Please, Don’t Roll Your Own Metaethics
One day, when I was an intern at the cryptography research department of a large software company, my boss handed me an assignment to break a pseudorandom number generator passed to us for review. Someone in another department invented it and planned to use it in their product, and wanted us to take a look first. This person must have had a lot of political clout or was especially confident in himself, because he rejected the standard advice that anything an amateur comes up with is very likely to be insecure and he should instead use one of the established, off the shelf cryptographic algorithms, that have survived extensive cryptanalysis (code breaking) attempts.
My boss thought he had to demonstrate the insecurity of the PRNG by coming up with a practical attack (i.e., a way to predict its future output based only on its past output, without knowing the secret key/seed). There were three permanent full time professional cryptographers working in the research department, but none of them specialized in cryptanalysis of symmetric cryptography (which covers such PRNGs) so it might have taken them some time to figure out an attack. My time was obviously less valuable and my boss probably thought I could benefit from the experience, so I got the assignment.
Up to that point I had no interest, knowledge, or experience with symmetric cryptanalysis either, but was still able to quickly demonstrate a clean attack on the proposed PRNG, which succeeded in convincing the proposer to give up and use an established algorithm. Experiences like this are so common, that everyone in cryptography quickly learns how easy it is to be overconfident about one’s own ideas, and many viscerally know the feeling of one’s brain betraying them with unjustified confidence. As a result, “don’t roll your own crypto” is deeply ingrained in the culture and in people’s minds.
If only it was so easy to establish something like this in “applied philosophy” fields, e.g., AI alignment! Alas, unlike in cryptography, it’s rarely possible to come up with “clean attacks” that clearly show that a philosophical idea is wrong or broken. The most that can usually be hoped for is to demonstrate some kind of implication that is counterintuitive or contradicts other popular ideas. But due to “one man’s modus ponens is another man’s modus tollens”, if someone is sufficiently willing to bite bullets, then it’s impossible to directly convince them that they’re wrong (or should be less confident) this way. This is made even harder because, unlike in cryptography, there are no universally accepted “standard libraries” of philosophy to fall back on. (My actual experiences attempting this, and almost always failing, are another reason why I’m so pessimistic about AI x-safety, even compared to most other x-risk concerned people.)

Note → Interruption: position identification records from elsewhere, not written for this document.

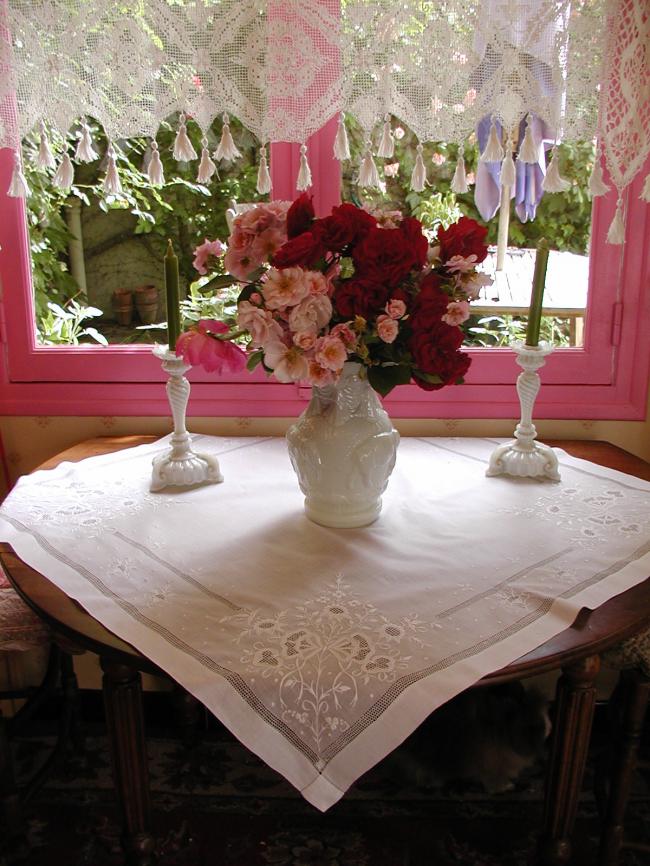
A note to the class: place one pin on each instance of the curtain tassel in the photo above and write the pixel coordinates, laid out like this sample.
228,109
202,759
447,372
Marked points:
45,158
112,185
419,174
553,181
263,174
341,144
459,180
64,175
508,170
155,171
85,151
616,233
386,147
645,192
18,188
183,149
597,185
206,167
528,152
226,149
493,151
368,174
304,174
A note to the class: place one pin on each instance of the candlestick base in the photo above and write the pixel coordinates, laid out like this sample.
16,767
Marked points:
181,466
523,457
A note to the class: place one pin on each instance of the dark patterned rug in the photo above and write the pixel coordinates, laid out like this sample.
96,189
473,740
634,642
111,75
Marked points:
215,804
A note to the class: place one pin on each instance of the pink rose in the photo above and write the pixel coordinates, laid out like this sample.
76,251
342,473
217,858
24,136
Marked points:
318,375
284,288
259,322
204,252
345,333
387,329
395,308
330,353
287,362
312,314
305,340
198,348
457,312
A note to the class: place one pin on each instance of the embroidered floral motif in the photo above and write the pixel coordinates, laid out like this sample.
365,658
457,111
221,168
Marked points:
322,653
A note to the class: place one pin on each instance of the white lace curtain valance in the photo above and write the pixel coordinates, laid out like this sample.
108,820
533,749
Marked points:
284,68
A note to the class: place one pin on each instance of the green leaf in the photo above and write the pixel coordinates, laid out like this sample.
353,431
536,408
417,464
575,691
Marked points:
384,378
254,359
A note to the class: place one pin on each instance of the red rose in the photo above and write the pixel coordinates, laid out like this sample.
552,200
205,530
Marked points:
359,297
386,255
464,238
305,250
300,216
346,225
436,352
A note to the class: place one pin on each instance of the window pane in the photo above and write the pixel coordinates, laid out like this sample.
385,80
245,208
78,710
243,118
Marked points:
564,219
97,259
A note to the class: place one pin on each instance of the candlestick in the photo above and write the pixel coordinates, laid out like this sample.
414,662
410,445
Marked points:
522,456
172,295
539,280
180,466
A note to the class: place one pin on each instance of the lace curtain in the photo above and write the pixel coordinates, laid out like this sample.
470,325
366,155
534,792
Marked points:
284,68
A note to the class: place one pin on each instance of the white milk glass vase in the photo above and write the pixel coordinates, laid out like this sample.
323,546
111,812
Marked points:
343,449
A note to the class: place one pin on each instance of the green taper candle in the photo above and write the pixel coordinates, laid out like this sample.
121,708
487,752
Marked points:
537,295
172,296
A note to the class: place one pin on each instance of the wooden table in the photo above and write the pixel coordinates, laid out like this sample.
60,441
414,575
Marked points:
575,651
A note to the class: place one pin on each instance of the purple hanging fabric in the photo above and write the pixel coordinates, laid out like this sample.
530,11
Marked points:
487,189
528,190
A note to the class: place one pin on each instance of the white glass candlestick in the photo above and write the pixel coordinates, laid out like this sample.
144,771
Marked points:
180,466
523,456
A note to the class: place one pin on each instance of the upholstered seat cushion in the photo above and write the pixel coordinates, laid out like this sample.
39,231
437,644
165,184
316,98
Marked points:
20,628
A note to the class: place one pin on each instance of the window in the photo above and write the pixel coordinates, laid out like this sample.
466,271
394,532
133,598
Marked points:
607,377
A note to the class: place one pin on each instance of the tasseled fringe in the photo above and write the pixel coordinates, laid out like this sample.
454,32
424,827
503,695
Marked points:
553,181
155,171
341,145
226,149
528,152
597,185
18,188
64,175
304,174
263,174
45,158
645,192
508,171
206,167
459,180
616,233
112,185
183,149
386,147
419,174
368,174
85,151
493,151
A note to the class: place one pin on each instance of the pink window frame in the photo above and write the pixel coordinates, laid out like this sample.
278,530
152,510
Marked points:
607,378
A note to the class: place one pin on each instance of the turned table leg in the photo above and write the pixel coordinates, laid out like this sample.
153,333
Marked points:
575,699
123,703
635,702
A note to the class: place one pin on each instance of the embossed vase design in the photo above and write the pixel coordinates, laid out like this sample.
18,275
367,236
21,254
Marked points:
343,449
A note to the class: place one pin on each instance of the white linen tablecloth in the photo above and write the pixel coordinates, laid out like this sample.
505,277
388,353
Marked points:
322,649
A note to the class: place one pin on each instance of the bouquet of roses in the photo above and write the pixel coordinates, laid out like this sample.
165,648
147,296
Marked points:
352,286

So I think I have to try something more meta, like drawing the above parallel with how easy is it to be overconfident in other fields, such as cryptography. Another meta line of argument is to consider how many people have strongly held, but mutually incompatible philosophical positions. Behind a veil of ignorance, wouldn’t you want everyone to be less confident in their own ideas? Or think “This isn’t likely to be a subjective question like morality/values might be, and what are the chances that I’m right and they’re all wrong? If I’m truly right why can’t I convince most others of this? Is there a reason or evidence that I’m much more rational or philosophically competent than they are?”
Unfortunately I’m pretty unsure any of these meta arguments will work either. If they do change anyone’s minds, please let me know in the comments or privately. Or if anyone has better ideas for how to spread a meme of “don’t roll your own metaethics”[1], please contribute. And of course counterarguments are welcome too, e.g., if people rolling their own metaethics is actually good, in a way that I’m overlooking.
- ^
To preempt a possible misunderstanding, I don’t mean “don’t try to think up new metaethical ideas”, but instead “don’t be so confident in your ideas that you’d be willing to deploy them in a highly consequential way, or build highly consequential systems that depend on them in a crucial way”. Similarly “don’t roll your own crypto” doesn’t mean never try to invent new cryptography, but rather don’t deploy it unless there has been extensive review, and consensus that it is likely to be secure.
What are you supposed to do other than roll your own metaethics?
“More research needed” but here are some ideas to start with:
Try to design alignment/safety schemes that are agnostic or don’t depend on controversial philosophical ideas. For certain areas that seem highly relevant and where there could potentially be hidden dependencies (such as metaethics), explicitly understand and explain why, under each plausible position that people currently hold, the alignment/safety scheme will result in a good or ok outcome. (E.g., why it leads to a good outcome regardless of whether moral realism or anti-realism is true, or any one of the other positions.)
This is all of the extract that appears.